Portable GFCI for Outdoor Use
This is an outlet strip or other device providing GFCI-level protection in a portable unit. If you have a device requiring GFCI protection, but can’t locate a protected outlet—this gives you the same protection.
Where to Install GFCIs
Since around 1973, most outdoor receptacles in homes built to comply with the National Electrical Code require GFCI protection. In 1975 the NEC extended that to include bathroom receptacles. In 1978, garage wall outlets were added. It took until around 1987 for the code to include kitchen receptacles. Many homeowners find themselves redoing their electrical to comply with current law. All receptacles in crawl spaces and unfinished basements also require GFCI outlets or breakers (since 1990).
Obviously, newer GFCI circuit breakers make retrofitting a home with GFCI protection much easier than replacing each individual outlet in a system. For homes protected by fuses (seriously consider upgrading your box), stick to GFCI receptacles. For upgrading, we recommend focusing on the most critical areas like bathrooms, kitchens, crawl spaces, and outdoor spaces.
How to Install a GFCI Outlet Receptacle
We have a separate article on wiring a GFCI outlet, but most savvy consumers can do it themselves if they follow the instructions. Just make sure to completely disable the breaker before you begin. If you are at all unsure of how to do this, hire a Pro.

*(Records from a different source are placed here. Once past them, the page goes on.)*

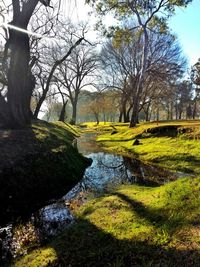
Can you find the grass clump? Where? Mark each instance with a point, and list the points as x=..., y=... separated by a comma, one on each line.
x=164, y=144
x=37, y=163
x=132, y=226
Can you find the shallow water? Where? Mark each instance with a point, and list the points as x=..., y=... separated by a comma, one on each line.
x=106, y=171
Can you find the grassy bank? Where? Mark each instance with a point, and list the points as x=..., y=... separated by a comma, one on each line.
x=37, y=163
x=137, y=225
x=172, y=145
x=132, y=226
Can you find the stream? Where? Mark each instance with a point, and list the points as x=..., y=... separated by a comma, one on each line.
x=106, y=171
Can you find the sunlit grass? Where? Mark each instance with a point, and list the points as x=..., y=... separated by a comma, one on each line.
x=134, y=224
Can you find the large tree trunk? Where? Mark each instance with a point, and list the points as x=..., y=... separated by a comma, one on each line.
x=74, y=112
x=63, y=112
x=19, y=81
x=140, y=83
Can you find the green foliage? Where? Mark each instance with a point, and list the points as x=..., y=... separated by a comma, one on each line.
x=135, y=225
x=172, y=145
x=39, y=163
x=132, y=226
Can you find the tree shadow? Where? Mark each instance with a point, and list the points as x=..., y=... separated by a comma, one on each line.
x=86, y=245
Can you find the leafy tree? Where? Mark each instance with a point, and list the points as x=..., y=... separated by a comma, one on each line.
x=146, y=15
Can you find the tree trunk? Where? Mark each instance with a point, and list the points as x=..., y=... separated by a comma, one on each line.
x=120, y=116
x=20, y=82
x=63, y=112
x=74, y=112
x=140, y=83
x=194, y=109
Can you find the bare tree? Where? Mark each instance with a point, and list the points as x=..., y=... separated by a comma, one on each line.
x=77, y=73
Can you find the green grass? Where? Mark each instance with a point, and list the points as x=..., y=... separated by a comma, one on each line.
x=37, y=163
x=177, y=153
x=132, y=226
x=136, y=225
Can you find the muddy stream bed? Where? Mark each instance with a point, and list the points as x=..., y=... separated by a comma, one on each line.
x=105, y=172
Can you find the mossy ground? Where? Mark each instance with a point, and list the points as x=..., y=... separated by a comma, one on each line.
x=136, y=225
x=37, y=163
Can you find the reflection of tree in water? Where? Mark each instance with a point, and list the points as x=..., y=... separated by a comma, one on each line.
x=106, y=169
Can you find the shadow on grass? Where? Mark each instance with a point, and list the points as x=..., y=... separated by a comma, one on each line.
x=86, y=245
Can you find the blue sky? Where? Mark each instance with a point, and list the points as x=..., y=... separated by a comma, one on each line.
x=186, y=25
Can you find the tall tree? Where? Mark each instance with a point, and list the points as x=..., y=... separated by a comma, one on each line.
x=147, y=15
x=20, y=79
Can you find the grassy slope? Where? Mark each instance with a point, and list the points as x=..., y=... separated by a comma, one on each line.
x=180, y=153
x=134, y=225
x=37, y=163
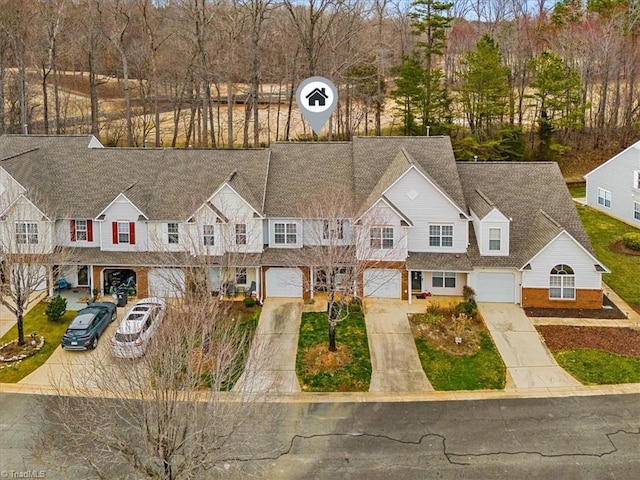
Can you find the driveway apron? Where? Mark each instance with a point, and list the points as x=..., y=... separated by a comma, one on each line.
x=529, y=363
x=271, y=367
x=394, y=357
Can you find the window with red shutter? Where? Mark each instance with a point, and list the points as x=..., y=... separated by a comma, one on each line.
x=132, y=233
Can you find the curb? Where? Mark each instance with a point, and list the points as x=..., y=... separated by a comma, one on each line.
x=361, y=397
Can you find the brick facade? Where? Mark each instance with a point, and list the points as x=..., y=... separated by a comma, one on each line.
x=539, y=298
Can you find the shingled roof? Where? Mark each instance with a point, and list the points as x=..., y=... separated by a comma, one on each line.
x=533, y=196
x=300, y=172
x=165, y=184
x=376, y=158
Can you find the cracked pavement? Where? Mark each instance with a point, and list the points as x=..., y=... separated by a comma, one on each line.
x=591, y=437
x=570, y=438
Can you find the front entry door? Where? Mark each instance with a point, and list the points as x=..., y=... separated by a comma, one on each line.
x=416, y=281
x=83, y=276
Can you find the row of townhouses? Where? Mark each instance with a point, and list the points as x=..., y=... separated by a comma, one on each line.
x=421, y=222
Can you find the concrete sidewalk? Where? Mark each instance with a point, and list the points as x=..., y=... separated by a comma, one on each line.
x=394, y=358
x=529, y=363
x=271, y=366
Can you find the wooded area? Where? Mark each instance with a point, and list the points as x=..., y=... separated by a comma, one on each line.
x=507, y=79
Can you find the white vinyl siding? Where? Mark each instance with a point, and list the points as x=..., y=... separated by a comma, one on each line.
x=494, y=239
x=619, y=176
x=166, y=282
x=123, y=212
x=381, y=238
x=562, y=251
x=173, y=233
x=208, y=235
x=424, y=204
x=283, y=282
x=441, y=236
x=285, y=233
x=443, y=280
x=495, y=287
x=604, y=197
x=27, y=233
x=384, y=216
x=562, y=283
x=382, y=283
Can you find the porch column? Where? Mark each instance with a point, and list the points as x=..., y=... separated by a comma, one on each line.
x=50, y=275
x=258, y=283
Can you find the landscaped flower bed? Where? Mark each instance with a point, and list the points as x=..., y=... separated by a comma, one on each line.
x=11, y=352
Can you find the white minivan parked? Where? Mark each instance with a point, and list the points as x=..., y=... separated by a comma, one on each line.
x=137, y=328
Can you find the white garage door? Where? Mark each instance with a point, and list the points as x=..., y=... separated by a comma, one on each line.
x=284, y=282
x=166, y=282
x=496, y=287
x=382, y=283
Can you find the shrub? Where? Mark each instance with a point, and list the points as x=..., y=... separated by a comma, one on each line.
x=468, y=293
x=468, y=308
x=56, y=308
x=249, y=302
x=632, y=240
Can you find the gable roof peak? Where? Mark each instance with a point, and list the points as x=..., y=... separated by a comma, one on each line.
x=485, y=198
x=550, y=218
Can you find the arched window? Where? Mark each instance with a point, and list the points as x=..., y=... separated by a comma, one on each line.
x=562, y=283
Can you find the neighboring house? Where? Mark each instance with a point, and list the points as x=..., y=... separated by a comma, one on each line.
x=422, y=222
x=614, y=186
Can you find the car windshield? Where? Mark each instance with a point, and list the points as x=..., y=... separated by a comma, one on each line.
x=82, y=321
x=126, y=337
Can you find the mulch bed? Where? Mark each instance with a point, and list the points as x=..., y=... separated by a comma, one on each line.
x=620, y=247
x=614, y=313
x=623, y=341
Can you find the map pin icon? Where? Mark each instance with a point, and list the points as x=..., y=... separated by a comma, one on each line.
x=317, y=97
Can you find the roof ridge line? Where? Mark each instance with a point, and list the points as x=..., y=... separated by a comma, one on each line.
x=18, y=154
x=485, y=198
x=550, y=218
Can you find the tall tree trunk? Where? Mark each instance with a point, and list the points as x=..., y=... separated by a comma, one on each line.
x=45, y=101
x=230, y=106
x=93, y=86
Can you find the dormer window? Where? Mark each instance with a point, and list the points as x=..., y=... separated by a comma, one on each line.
x=440, y=235
x=381, y=238
x=494, y=239
x=173, y=236
x=332, y=229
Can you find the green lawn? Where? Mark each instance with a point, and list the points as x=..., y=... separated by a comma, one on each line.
x=591, y=366
x=484, y=370
x=625, y=269
x=351, y=335
x=35, y=320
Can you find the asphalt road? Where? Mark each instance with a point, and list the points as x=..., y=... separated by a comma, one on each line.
x=563, y=438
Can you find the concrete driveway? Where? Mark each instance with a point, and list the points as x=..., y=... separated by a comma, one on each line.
x=394, y=358
x=529, y=363
x=271, y=367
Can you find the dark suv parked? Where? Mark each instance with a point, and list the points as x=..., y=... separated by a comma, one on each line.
x=86, y=328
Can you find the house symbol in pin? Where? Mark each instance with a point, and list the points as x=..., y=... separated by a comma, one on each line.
x=317, y=97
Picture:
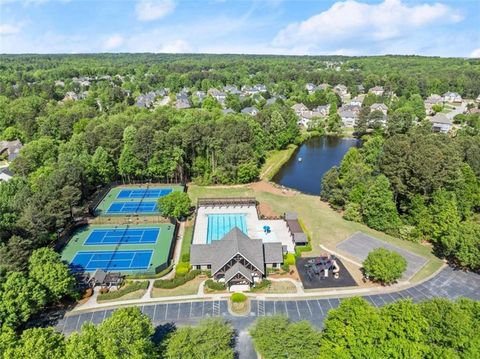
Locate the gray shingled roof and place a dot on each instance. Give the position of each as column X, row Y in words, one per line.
column 218, row 253
column 273, row 252
column 238, row 268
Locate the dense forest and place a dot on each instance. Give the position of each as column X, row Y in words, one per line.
column 78, row 119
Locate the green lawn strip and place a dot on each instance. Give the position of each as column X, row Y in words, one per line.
column 187, row 241
column 113, row 193
column 275, row 160
column 326, row 226
column 161, row 249
column 133, row 290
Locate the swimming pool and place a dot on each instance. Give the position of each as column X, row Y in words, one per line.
column 221, row 224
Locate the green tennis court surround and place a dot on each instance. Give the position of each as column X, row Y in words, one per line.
column 125, row 248
column 134, row 200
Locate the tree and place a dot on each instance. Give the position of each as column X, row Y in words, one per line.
column 378, row 208
column 126, row 334
column 19, row 299
column 384, row 266
column 38, row 343
column 46, row 267
column 175, row 204
column 211, row 339
column 275, row 337
column 353, row 330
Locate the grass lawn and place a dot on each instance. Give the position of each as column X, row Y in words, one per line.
column 129, row 296
column 275, row 160
column 188, row 288
column 187, row 239
column 326, row 226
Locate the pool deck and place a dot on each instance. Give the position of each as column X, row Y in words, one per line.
column 279, row 228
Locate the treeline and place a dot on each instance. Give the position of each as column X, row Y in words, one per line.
column 126, row 334
column 286, row 75
column 435, row 328
column 415, row 184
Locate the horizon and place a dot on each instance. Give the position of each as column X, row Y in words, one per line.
column 353, row 28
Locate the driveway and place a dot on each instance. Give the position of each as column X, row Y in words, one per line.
column 449, row 283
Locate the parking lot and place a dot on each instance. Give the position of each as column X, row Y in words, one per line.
column 359, row 245
column 449, row 283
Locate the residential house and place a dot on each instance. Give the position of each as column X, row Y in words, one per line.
column 357, row 101
column 299, row 237
column 349, row 118
column 218, row 95
column 200, row 95
column 232, row 90
column 311, row 88
column 182, row 103
column 237, row 260
column 379, row 107
column 323, row 110
column 441, row 123
column 299, row 109
column 431, row 100
column 452, row 97
column 323, row 87
column 252, row 111
column 146, row 100
column 10, row 149
column 341, row 90
column 377, row 90
column 5, row 174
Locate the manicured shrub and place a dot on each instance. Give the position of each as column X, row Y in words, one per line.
column 238, row 298
column 128, row 288
column 384, row 266
column 182, row 268
column 213, row 285
column 177, row 281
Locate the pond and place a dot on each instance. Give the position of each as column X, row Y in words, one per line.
column 305, row 169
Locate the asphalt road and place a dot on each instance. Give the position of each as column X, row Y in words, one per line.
column 449, row 283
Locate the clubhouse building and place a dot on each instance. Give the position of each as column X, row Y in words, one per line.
column 236, row 259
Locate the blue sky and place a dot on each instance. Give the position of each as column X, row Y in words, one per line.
column 353, row 27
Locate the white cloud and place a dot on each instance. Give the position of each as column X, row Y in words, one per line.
column 149, row 10
column 475, row 53
column 113, row 42
column 175, row 47
column 352, row 24
column 9, row 29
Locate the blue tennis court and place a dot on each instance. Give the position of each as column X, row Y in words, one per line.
column 132, row 207
column 144, row 193
column 221, row 224
column 123, row 235
column 112, row 260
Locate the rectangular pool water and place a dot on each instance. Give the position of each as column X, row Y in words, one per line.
column 221, row 224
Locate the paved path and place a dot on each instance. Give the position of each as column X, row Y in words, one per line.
column 449, row 283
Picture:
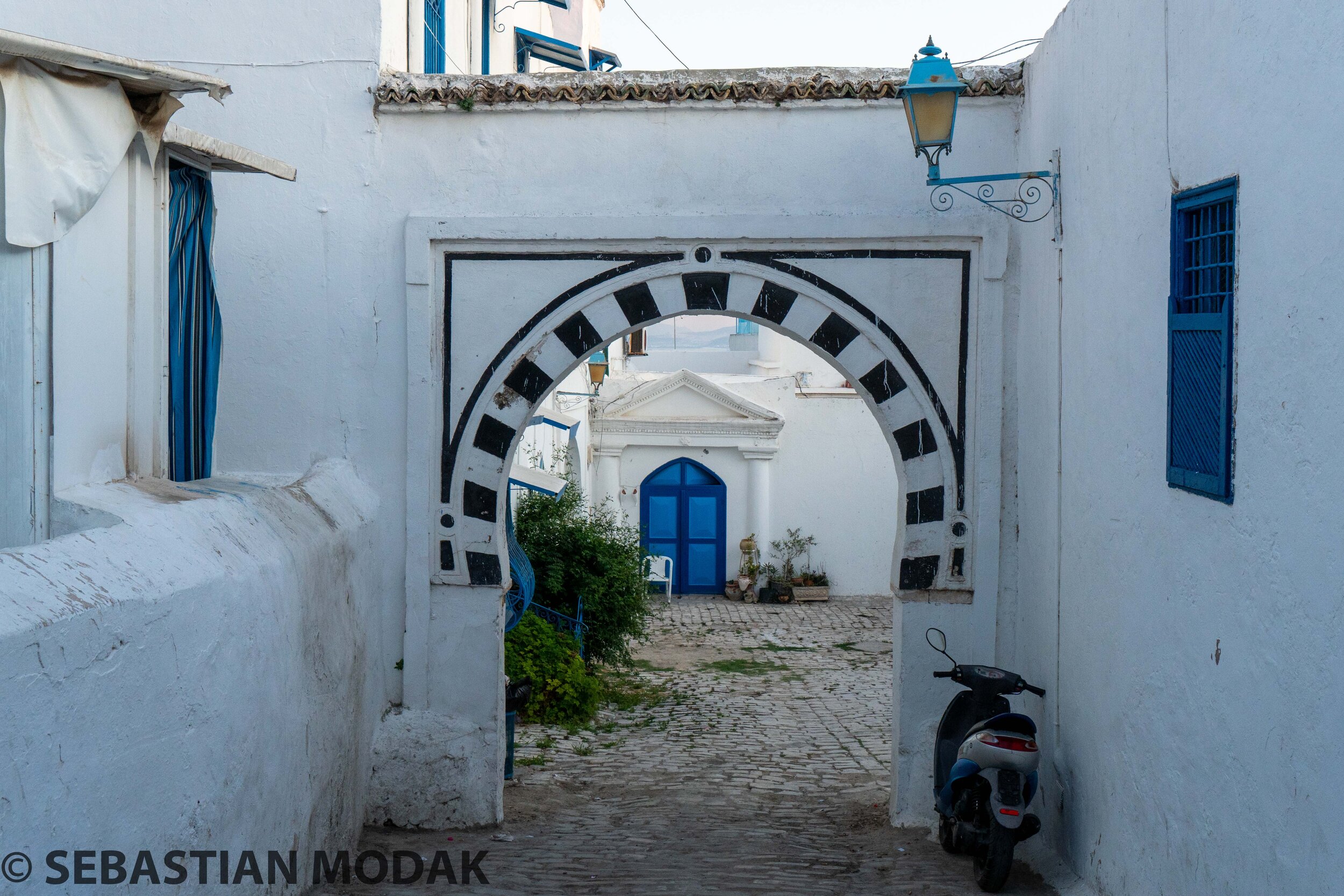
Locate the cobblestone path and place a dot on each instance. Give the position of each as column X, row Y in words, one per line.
column 764, row 773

To test the GFCI receptacle after installation, plug something into the outlet (like a radio or light) and turn it on. Press the “TEST” button on the GFCI to ensure the “RESET” button pops out, and the device turns off. If the “RESET” button pops out, but the light does not go out, the GFCI has been wired improperly. If the “RESET” button does not pop out, the GFCI is defective and should be replaced. Pressing the “RESET” button re-activates your circuit. You can also purchase inexpensive GFCI-compatible circuit testers.
Not Too Difficult, Right?
Ground Fault Circuit Interrupters should exist in any home. When rewiring or updating your house to bring it up to code, pay attention to where to place GFCI outlets or breakers. This inexpensive product can provide an incredibly beneficial level of safety for your family.